"Saya tidak menentang hal itu akan efektif," kata Whitaker, menambahkan bahwa terakhir kali Beijing dan Washington terlibat dalam perang tarif saling balas, berujung pada tarif sebesar 145% pada kedua belah pihak.
"Itu bukan cara yang tepat untuk menyelesaikan situasi, baik dalam perdagangan dengan China maupun perang Rusia dan Ukraina," imbuhnya, merujuk pada kompleksitas penggunaan leverage ekonomi semacam itu.
Whitaker mengatakan, meski "telah mengubah perhitungan mereka" tentang pembelian energi Rusia, tarif terhadap India "mungkin tidak akan mempererat hubungan perdagangan dengan India."
Dengan China, Dubes itu tetap menekankan bahwa Trump "tentu tahu dia memiliki kartu untuk dimainkan" dan bisa memberlakukan tarif jika dia menganggapnya perlu. Bulan lalu, Trump memperpanjang gencatan perang dagang dengan China selama 90 hari, selagi kedua pihak membahas peluang pertemuan para pemimpinnya.
Komentar tersebut menyoroti bagaimana tujuan Trump untuk menyelesaikan ketidakseimbangan perdagangan dengan AS dapat membatasi pilihannya dalam mengakhiri perang Rusia.
Prancis dan Jerman kini juga mendesak penerapan sanksi sekunder karena para pemimpin mereka kehilangan kesabaran atas ketidakmauan Trump untuk secara terbuka menghadapi Presiden Rusia Vladimir Putin atas perangnya di Ukraina.
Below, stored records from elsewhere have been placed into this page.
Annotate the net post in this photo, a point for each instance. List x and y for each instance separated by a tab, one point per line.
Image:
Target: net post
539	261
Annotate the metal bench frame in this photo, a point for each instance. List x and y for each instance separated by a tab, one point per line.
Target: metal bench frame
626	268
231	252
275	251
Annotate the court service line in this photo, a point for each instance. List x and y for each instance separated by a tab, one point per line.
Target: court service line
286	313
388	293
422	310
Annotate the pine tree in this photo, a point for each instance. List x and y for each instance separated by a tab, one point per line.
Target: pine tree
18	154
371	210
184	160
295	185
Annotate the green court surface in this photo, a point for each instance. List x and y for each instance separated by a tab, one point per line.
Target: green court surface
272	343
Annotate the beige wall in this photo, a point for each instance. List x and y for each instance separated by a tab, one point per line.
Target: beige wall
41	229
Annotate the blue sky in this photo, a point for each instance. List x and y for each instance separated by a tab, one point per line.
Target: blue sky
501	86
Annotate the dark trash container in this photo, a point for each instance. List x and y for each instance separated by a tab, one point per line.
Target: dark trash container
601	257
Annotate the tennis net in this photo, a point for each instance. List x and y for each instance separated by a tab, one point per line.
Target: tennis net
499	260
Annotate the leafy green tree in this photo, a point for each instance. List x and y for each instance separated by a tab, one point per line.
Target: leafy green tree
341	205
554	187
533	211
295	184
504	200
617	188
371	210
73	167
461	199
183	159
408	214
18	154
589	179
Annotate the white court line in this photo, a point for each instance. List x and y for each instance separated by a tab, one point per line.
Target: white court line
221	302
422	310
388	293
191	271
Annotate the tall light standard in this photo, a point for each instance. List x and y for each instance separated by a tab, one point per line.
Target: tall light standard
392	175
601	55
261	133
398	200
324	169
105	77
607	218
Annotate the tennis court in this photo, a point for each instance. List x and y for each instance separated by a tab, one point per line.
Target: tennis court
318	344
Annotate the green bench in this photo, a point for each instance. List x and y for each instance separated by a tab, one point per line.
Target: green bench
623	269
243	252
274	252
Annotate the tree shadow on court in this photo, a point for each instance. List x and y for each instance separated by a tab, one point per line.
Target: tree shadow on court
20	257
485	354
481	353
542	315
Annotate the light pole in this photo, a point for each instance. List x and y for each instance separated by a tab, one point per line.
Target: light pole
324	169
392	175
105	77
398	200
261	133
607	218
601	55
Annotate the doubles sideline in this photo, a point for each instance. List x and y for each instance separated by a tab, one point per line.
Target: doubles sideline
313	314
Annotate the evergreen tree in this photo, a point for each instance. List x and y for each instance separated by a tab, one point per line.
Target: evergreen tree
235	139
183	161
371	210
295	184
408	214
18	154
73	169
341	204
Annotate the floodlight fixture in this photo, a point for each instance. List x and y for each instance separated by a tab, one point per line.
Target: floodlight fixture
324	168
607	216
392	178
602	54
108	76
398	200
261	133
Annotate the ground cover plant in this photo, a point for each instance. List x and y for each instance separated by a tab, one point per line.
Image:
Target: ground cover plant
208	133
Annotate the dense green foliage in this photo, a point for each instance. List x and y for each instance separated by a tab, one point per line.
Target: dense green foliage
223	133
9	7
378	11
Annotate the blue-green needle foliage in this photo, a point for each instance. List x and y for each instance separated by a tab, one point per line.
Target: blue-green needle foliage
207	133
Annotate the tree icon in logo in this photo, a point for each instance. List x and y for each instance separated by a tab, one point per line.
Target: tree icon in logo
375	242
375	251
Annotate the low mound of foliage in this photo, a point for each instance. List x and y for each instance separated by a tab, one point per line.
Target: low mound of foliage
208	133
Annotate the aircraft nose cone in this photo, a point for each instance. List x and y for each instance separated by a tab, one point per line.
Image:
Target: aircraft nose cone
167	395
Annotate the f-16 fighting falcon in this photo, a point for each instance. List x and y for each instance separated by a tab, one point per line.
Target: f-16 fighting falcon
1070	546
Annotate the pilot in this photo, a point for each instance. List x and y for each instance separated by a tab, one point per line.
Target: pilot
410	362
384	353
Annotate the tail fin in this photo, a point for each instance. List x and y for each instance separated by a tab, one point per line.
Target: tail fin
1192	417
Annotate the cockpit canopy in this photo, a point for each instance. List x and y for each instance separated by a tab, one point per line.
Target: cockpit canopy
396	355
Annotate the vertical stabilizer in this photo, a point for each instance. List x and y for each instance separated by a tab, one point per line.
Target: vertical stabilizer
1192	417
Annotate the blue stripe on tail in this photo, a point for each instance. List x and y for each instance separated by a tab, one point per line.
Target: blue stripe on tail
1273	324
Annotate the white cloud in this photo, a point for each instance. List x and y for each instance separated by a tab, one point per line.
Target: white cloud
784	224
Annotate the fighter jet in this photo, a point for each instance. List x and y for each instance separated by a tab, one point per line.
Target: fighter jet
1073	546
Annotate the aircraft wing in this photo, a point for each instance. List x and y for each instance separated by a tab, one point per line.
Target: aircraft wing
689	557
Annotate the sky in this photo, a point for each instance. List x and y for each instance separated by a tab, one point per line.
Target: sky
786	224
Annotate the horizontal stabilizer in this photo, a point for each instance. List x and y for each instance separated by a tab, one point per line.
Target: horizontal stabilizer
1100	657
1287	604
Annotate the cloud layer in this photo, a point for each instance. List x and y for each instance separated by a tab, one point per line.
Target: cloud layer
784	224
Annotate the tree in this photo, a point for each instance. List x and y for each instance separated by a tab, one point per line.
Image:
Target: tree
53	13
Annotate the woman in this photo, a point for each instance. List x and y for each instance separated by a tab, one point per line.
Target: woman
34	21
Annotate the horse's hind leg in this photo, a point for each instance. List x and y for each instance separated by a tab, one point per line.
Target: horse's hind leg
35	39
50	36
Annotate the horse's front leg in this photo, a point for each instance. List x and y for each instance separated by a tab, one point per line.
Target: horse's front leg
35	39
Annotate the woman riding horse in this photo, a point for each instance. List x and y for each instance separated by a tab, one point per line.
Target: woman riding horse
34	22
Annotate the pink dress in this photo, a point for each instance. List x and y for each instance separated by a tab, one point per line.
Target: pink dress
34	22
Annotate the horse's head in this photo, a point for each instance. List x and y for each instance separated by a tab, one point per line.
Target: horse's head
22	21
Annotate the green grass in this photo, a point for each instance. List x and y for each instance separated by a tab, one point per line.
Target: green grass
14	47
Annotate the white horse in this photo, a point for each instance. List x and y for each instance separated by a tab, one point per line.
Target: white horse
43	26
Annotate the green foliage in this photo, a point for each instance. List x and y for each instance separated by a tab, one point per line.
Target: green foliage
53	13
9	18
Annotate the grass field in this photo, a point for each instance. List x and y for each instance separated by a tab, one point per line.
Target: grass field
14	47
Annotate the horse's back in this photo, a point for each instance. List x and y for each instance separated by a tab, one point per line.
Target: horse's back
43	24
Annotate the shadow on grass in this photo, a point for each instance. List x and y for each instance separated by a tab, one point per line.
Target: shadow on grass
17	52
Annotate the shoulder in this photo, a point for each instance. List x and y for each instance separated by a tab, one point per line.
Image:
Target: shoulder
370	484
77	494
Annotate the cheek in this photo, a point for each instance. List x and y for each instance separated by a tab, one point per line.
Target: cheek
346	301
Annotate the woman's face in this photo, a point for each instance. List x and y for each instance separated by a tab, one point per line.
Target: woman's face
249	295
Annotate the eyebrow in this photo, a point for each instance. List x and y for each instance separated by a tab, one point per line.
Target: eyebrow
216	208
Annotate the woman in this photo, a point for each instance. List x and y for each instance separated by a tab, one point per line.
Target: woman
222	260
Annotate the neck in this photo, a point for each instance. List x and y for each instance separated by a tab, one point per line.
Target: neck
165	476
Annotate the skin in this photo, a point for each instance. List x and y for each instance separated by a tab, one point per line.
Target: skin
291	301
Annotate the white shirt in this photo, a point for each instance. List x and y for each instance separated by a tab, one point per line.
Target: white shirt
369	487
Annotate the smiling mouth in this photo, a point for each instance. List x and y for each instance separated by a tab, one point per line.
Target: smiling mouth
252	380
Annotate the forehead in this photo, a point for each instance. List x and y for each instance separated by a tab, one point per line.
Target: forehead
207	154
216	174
Presiden Prancis Emmanuel Macron akan menjadi tuan rumah pertemuan tatap muka pada Kamis (4/9/2025) dengan Presiden Ukraina Volodymyr Zelenskiy dan beberapa sekutu utama negara itu, termasuk beberapa pemimpin yang bergabung secara virtual. Belum jelas apakah Trump akan ikut serta.
Batas waktu dua pekan terakhir yang diberikan Trump hampir habis tanpa kemajuan yang jelas menuju kesepakatan damai.
Trump memuji pertemuannya dengan Putin di Alaska pada Agustus. Namun, kemajuan tersebut tampaknya segera terhenti karena para pejabat Rusia menolak gagasan jaminan keamanan yang kuat bagi Ukraina dan tidak berkomitmen untuk bertemu dengan Zelenskiy.